A Multi-Model Machine Learning Framework for Performance Prediction and Educational Quality Assessment in Primary and Secondary Education Across School Stakeholders
Main Article Content
Abstract
Primary and secondary education systems generate large volumes of multi-stakeholder data, yet schools often lack practical, data-driven mechanisms to jointly assess learner risk, teaching effectiveness, leadership quality, and infrastructure status. This study proposes a multi-model machine learning framework to predict performance outcomes and support educational quality assessment across school stakeholders. A unified pipeline is applied: numeric conversion and cleaning, median imputation for missing values, z-score standardization, and outcome construction. For classification, a composite score is converted into binary labels using median thresholding and modeled using Logistic Regression, SVM (RBF), and Random Forest.

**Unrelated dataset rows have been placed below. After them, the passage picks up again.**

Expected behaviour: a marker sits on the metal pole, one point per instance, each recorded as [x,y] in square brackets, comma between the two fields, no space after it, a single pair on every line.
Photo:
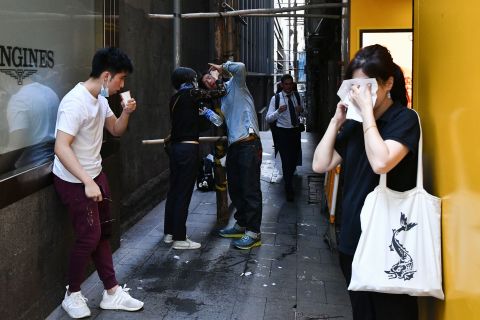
[219,170]
[176,33]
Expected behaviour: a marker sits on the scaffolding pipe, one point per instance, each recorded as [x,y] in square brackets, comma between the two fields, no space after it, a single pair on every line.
[200,139]
[244,12]
[176,33]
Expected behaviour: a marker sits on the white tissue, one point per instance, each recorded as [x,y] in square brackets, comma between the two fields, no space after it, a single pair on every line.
[352,111]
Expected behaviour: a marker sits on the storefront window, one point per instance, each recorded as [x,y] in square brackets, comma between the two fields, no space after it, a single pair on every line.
[46,47]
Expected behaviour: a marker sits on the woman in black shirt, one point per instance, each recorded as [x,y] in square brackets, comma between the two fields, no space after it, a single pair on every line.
[385,142]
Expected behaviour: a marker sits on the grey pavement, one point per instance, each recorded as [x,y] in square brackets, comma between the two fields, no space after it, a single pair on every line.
[293,275]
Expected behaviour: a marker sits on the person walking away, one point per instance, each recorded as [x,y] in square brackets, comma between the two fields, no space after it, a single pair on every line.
[80,182]
[244,154]
[385,142]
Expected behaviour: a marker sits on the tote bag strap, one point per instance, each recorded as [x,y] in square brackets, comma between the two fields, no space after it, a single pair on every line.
[383,177]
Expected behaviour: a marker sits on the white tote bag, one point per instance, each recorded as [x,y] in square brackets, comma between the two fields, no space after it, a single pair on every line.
[400,246]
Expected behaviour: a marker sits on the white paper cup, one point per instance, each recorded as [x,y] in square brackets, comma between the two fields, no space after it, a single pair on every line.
[125,96]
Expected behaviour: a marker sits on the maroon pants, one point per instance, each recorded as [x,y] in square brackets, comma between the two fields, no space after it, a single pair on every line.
[92,225]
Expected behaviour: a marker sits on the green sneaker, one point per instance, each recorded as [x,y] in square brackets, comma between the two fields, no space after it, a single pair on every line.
[233,232]
[247,242]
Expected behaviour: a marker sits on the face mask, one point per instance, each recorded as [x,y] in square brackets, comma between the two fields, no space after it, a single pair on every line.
[104,89]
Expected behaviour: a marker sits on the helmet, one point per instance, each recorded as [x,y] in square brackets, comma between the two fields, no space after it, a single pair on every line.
[183,75]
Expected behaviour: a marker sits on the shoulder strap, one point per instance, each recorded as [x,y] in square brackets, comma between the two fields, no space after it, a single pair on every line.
[175,103]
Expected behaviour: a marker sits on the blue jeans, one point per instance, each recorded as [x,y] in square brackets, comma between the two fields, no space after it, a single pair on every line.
[243,173]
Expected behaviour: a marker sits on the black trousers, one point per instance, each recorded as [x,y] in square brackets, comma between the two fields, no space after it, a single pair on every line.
[243,173]
[184,162]
[375,305]
[288,144]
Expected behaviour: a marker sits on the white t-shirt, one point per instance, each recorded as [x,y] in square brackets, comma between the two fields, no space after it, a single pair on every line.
[83,116]
[33,109]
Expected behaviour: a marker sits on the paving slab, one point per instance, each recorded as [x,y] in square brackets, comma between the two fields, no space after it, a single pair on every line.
[293,275]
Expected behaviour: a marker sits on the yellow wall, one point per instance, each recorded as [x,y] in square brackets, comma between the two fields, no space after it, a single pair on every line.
[377,14]
[446,92]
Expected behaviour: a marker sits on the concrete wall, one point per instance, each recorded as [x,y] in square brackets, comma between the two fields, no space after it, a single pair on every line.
[35,232]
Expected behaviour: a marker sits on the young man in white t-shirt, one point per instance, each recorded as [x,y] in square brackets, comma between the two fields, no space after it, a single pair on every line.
[79,181]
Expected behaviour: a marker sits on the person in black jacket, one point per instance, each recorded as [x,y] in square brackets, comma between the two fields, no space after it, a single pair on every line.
[184,153]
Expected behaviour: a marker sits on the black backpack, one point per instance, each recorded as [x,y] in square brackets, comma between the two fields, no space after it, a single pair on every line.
[277,104]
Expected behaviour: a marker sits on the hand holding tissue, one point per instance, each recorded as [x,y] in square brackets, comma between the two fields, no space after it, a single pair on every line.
[353,112]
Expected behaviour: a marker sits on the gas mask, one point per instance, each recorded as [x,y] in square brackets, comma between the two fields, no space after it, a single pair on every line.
[104,90]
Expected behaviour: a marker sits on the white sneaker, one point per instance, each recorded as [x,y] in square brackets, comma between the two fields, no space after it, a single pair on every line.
[120,300]
[185,244]
[168,238]
[75,305]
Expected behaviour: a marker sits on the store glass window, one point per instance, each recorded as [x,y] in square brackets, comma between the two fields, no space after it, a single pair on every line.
[46,47]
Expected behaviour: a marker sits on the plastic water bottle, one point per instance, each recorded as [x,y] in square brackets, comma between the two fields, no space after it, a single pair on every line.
[212,116]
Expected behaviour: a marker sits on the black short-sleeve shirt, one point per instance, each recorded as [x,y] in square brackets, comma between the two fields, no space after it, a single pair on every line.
[397,123]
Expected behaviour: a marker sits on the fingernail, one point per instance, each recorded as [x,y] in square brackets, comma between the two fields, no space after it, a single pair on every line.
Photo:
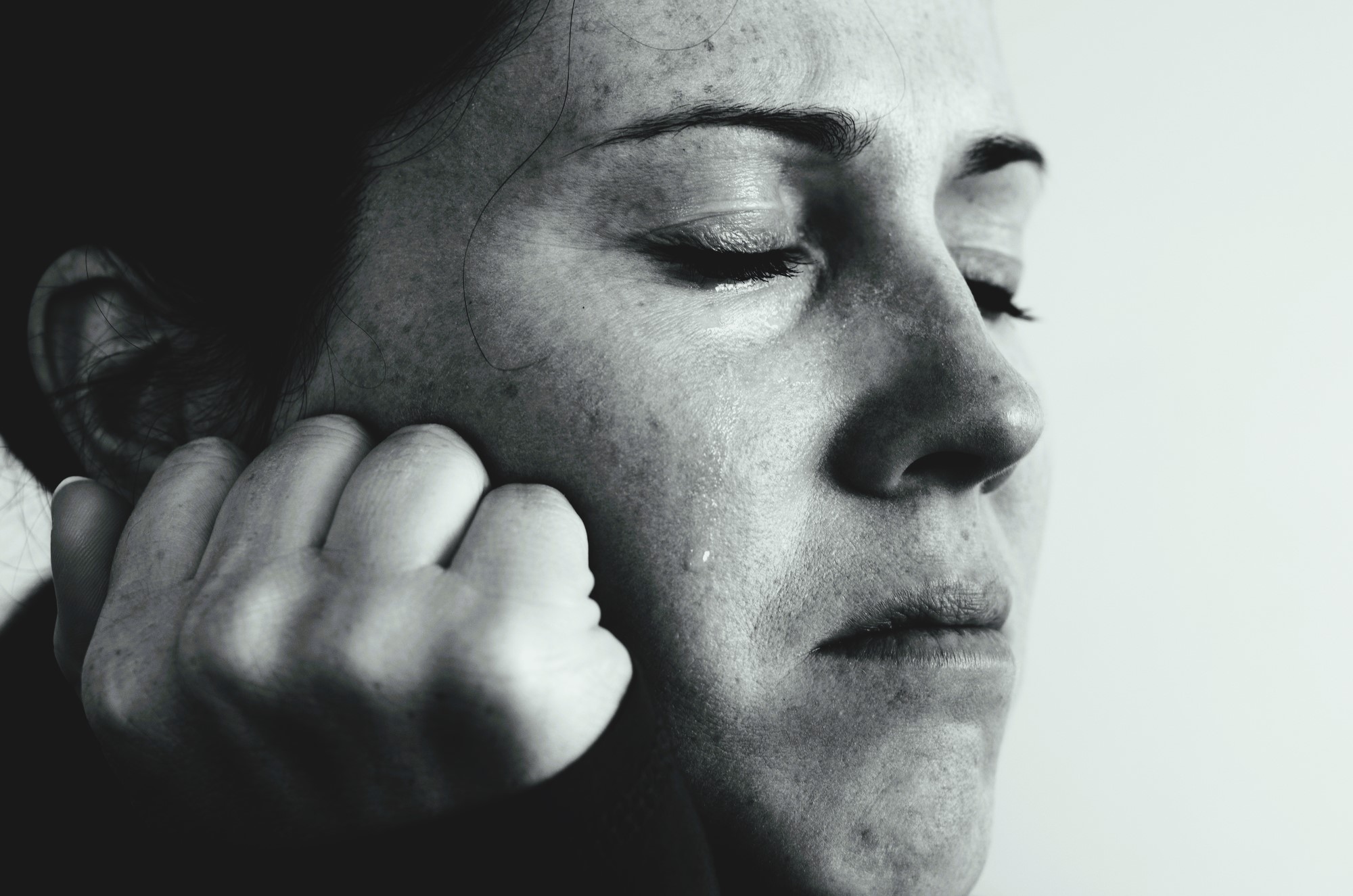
[67,482]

For regression, the continuous composite score is modeled using Ridge Regression, SVR (RBF), and Random Forest Regressor. Experiments are conducted on the MP Education Survey dataset, comprising five aligned respondent tables primary students (n=500), secondary students (n=500), teachers (n=500), headmasters (n=500), and school observers (n=500) linked through school and location identifiers. Results demonstrate consistently high predictive performance across datasets: Random Forest yields the strongest classification performance (reaching near-perfect accuracy in student datasets), while Ridge Regression achieves the lowest RMSE in composite-score prediction due to the linear structure of the constructed indices. Performance is comparatively lower for observer data, indicating greater heterogeneity in external infrastructure assessments.